Type: Package
Title: Data Research, Access, Governance Network : Statistical Disclosure Control
Version: 0.1.0
Author: Ben Derrick
Maintainer: Ben Derrick <ben.derrick@uwe.ac.uk>
Description: A tool for checking how much information is disclosed when reporting summary statistics.
License: GPL-3
Encoding: UTF-8
RoxygenNote: 7.1.2.9000
Imports: gtools
NeedsCompilation: no
Packaged: 2022-03-01 15:58:40 UTC; bf2-derrick
Repository: CRAN
Date/Publication: 2022-03-02 19:40:01 UTC

Statistical Data Control. Data Research, Access, Governance Network.

Description

A tool for checking how much information is disclosed when reporting summary statistics


Disguise the sample mean and sample deviation

Description

Disguises the sample mean and standard deviation via a choice of methods.

Usage

disguise(usersample, method = 2)

Arguments

usersample

A vector of all individual sample values.

method

Approach for disguising mean and standard deviation. (default = 1)

Details

*Method 1*

Randomly split the sample into two (approx. equal size) samples A, and B. For sample A calculate and report mean. For sample B calculate and standard deviation.

*Method 2* (default)

Take a sample of size N with replacement; calculate and report mean. Repeat to calculate and report standard deviation.

*Method 3*

Generate a random number (RN1) between N/2 and N. Sample with replacement a sample size of RN1; calculate and report mean. Generate a random number (RN2) between N/2 and N. Sample with replacement a sample size of RN2; calculate and report standard deviation.

*Method 4*

As Method 3, but sampling without replacement.

Value

Outputs disguised mean and disguised standard deviation.

References

Derrick, B., Green, L., Kember, K., Ritchie, F. & White P, 2022, Safety in numbers: Minimum thresholding, Maximum bounds, and Little White Lies. Scottish Economic Society Annual Conference, University of Glasgow, 25th-27th April 2022

Examples


usersample<-c(1,1,2,3,4,4,5)

disguise(usersample,method=1)
disguise(usersample,method=2)
disguise(usersample,method=3)
disguise(usersample,method=4)



Find individual sample values from the sample mean and standard deviation

Description

For integer based scales, finds possible solutions for each value within a sample. This is revealed upon providing sample size, minimum possible value, maximum possible value, mean, standard deviation (and optionally median).

Usage

solutions(
  n,
  min_poss,
  max_poss,
  usermean,
  usersd,
  meandp = NULL,
  sddp = NULL,
  usermed = NULL
)

Arguments

n

Sample size.

min_poss

Minimum possible value. If sample minimum is disclosed, this can be inserted here, otherwise use the theoretical minimum. If there is no theoretical maximum 'Inf' can be inserted.

max_poss

Maximum possible value. If sample maximum is disclosed, this can be inserted here, otherwise use the theoretical maximum. If there is no theoretical minimum '-Inf' can be inserted.

usermean

Sample mean.

usersd

Sample standard deviation, i.e. n-1 denominator.

meandp

(optional, default=NULL) Number of decimal places mean is reported to, only required if including trailing zeroes.

sddp

(optional, default=NULL) Number of decimal places standard deviation is reported to, only required if including trailing zeroes.

usermed

(optional, default=NULL) Sample median.

Details

For use with data measured on a scale with 1 unit increments. Samuelson's inequality [1] used to further restrict the minimum and maximum. All possible combinations within this inequality are calculated [2] for factorial(n+k-1)/(factorial(k)*factorial(n-1))<65,000,000.

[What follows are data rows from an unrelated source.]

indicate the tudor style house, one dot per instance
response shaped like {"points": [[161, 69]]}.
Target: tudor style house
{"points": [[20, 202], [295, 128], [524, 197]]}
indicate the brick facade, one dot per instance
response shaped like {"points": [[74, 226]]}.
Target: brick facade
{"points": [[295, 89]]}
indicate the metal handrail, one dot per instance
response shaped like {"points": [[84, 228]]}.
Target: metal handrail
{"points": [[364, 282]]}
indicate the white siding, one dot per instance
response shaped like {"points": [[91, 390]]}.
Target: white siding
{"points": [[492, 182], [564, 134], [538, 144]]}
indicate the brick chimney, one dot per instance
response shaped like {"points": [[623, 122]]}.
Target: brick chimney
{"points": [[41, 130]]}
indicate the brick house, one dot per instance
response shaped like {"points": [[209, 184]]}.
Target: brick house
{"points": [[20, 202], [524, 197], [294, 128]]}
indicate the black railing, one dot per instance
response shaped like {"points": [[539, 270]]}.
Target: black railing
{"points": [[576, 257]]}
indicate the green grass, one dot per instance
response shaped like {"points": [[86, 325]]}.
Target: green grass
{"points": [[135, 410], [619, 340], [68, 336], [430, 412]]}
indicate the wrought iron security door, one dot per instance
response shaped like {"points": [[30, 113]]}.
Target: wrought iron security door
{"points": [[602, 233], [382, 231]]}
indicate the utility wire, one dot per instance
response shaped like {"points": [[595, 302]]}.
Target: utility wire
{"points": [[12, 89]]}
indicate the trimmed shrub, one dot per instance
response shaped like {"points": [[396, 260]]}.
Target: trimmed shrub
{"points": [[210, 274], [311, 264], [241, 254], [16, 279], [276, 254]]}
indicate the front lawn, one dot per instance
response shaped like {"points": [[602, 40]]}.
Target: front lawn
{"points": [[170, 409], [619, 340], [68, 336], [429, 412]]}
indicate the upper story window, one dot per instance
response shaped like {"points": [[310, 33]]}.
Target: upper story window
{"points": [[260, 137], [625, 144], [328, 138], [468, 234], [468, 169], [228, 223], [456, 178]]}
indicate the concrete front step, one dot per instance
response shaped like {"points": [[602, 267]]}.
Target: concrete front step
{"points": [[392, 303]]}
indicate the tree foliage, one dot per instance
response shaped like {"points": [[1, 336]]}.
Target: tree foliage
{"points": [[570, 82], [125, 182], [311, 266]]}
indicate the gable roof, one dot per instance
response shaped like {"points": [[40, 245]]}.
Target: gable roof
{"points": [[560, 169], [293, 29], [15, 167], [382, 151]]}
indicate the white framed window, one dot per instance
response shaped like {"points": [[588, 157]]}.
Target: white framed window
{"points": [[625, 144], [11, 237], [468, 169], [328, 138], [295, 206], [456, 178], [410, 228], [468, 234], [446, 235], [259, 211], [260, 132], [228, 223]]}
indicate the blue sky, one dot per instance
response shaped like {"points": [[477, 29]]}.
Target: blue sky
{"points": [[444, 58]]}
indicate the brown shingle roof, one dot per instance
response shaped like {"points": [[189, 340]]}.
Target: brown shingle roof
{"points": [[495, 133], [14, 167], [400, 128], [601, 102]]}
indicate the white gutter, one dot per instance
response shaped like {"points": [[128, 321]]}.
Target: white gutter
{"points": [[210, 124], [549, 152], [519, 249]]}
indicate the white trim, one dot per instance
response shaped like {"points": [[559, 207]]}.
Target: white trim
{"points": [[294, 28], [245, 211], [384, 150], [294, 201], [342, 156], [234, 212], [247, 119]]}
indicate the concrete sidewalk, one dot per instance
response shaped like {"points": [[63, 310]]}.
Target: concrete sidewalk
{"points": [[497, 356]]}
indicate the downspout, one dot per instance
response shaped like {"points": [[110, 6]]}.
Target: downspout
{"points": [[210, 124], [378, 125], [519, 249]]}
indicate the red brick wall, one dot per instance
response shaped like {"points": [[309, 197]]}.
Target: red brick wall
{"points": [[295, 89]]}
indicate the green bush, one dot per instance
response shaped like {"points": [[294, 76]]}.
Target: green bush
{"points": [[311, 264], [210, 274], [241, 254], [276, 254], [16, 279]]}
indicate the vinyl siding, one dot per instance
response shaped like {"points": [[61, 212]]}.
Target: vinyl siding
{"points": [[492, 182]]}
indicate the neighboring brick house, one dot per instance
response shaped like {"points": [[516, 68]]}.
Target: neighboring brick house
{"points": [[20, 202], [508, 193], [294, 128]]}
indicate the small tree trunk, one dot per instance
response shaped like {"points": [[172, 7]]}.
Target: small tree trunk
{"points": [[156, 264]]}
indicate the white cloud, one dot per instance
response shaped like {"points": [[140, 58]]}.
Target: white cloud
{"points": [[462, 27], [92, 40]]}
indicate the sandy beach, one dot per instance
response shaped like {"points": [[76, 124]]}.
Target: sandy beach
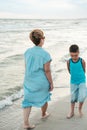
{"points": [[11, 117]]}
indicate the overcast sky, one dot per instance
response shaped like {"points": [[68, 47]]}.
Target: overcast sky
{"points": [[43, 9]]}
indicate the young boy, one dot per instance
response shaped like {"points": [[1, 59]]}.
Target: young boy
{"points": [[77, 68]]}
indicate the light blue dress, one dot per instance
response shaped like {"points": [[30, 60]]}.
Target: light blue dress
{"points": [[36, 84]]}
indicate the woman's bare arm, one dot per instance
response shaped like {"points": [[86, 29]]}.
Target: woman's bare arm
{"points": [[84, 65], [48, 74]]}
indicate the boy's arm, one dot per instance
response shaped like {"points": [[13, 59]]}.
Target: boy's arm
{"points": [[84, 65], [68, 67]]}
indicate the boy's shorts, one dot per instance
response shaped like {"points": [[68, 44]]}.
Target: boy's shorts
{"points": [[78, 92]]}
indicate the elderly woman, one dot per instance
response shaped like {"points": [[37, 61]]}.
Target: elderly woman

No restriction on number of decimal places input. Reporting less than two decimal places will reduce the chances of unique solution to all sample values being uncovered [3]

Additional options to specify number of digits following the decimal place that are reported, required for trailing zeroes.

Value

Outputs possible combinations of original integer sample values.

References

[1] Samuelson, P.A, 1968, How deviant can you be? Journal of the American Statistical Association, Vol 63, 1522-1525.

[2] Allenby, R.B. and Slomson, A., 2010. How to count: An introduction to combinatorics. Chapman and Hall/CRC.

[3] Derrick, B., Green, L., Kember, K., Ritchie, F. & White P, 2022, Safety in numbers: Minimum thresholding, Maximum bounds, and Little White Lies. Scottish Economic Society Annual Conference, University of Glasgow, 25th-27th April 2022

Examples


# EXAMPLE 1
# Seven observations are taken from a five-point Likert scale (coded 1 to 5).
# The reported mean is 2.857 and the reported standard deviation is 1.574.

solutions(7,1,5,2.857,1.574)

# For this mean and standard deviation there are two possible distributions:
# 1  1  2  3  4  4  5
# 1  2  2  2  3  5  5

# Optionally adding median value of 3.

solutions(7,1,5,2.857,1.574, usermed=3)

# uniquely reveals the raw sample values:
# 1  1  2  3  4  4  5


# EXAMPLE 2
# The mean is '4.00'.
# The standard deviation is '2.00'.
# Narrower set of solutions found specifying 2dp including trailing zeroes.

solutions(3,-Inf,Inf,4.00,2.00,2,2)

# uniquely reveals the raw sample values:
# 2  4  6